After a political quarrel, Burr challenged Hamilton to fight a duel. In theory Hamilton recognized the sin and folly of dueling, but he was not willing to refuse to fight for fear people would think he was a coward. Early one morning, July 11, 1804, the two rivals met in a quiet spot. Hamilton fired into the air, as he had said he would do; Burr with deadly skill aimed straight at his opponent who fell fatally wounded. Hamilton left his mourning country the record of a brilliant public career, the main purpose of which was to strengthen the general government and to consolidate the Union.

Daniel Boone

The Pioneer of Kentucky

During colonial days, the English settlers occupied the land east of the Alleghany Mountains. Except on expeditions of war or explorations and adventure, they did not cross the mountains to the west. During the latter part of the eighteenth century, the first pioneer went westward to settle, taking with him his wife and daughter, the first white women to make their homes in the western land. This pioneer was Daniel Boone. He was born in Pennsylvania in 1735, and so was three years younger than George Washington.

Boone’s father moved to North Carolina in 1752 and there Daniel grew to manhood. His school days were brief and his book-learning was limited. There was standing many years a tree on which was carved in rude letters, “D. Boon Cilled A Bar on this tree year 1760.” But he was expert in the homely, hardy work of the frontier, and in woodcraft; familiar with the life and habits of the wild things of the wood; a sure quick shot, a fearless and self-reliant youth. One who knew him later says he was “honest of heart and liberal--in short, one of nature’s noblemen. He abhorred a mean action and delighted in honesty and truth. He never delighted in the shedding of human blood, even that of his enemies in war. His remarkable quality was an unwavering and invincible fortitude.”

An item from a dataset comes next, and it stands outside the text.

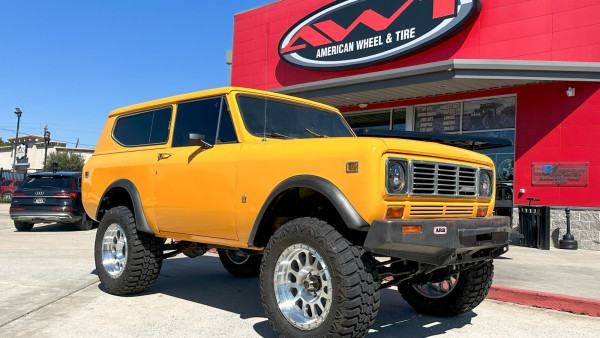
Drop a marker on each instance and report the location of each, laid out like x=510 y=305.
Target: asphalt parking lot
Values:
x=48 y=288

Boone was an expert hunter and trapper. Like many American frontiersmen, he wore a dress resembling that of the Indians,--a buckskin hunting shirt with fringed buckskin leggings and moccasins of deerskin or buffalo-hide. His inseparable companion was his long-barrelled rifle.

He went as a wagoner on Braddock’s ill-fated expedition and barely escaped with his life.

The country west of the mountains had been visited and explored by several men and parties. Gist, who accompanied Washington on his mission to the French forts, was one of these early explorers. Another was John Finley who traded with the Indians on the Red River of Kentucky. He told Boone about the fertile soil, the abundant game, and the “salt licks” of the western lands.

After a short hunting trip on the borders, Boone started out, in May, 1769, to explore “the far-famed but little-known land of Kentucky.” He started with five companions and he spent two years roaming over the country. The white men were attacked by Indians in the fall of 1769 and Boone and Stewart were captured. A week later they made their escape, but were unable to find their friends. Not long after, Boone’s brother and another frontiersman joined them with a welcome supply of powder and lead.

Their companions were killed by the Indians, and the Boone brothers spent some months in the wilderness in a cabin which they built of poles and bark. For some reason his brother went home, and Daniel Boone remained for months alone, the only white man in that wilderness which was the battle-ground of northern and southern Indians. Not even a dog was there to keep him company, and as food, he had only what his rifle and fishing-rod could secure.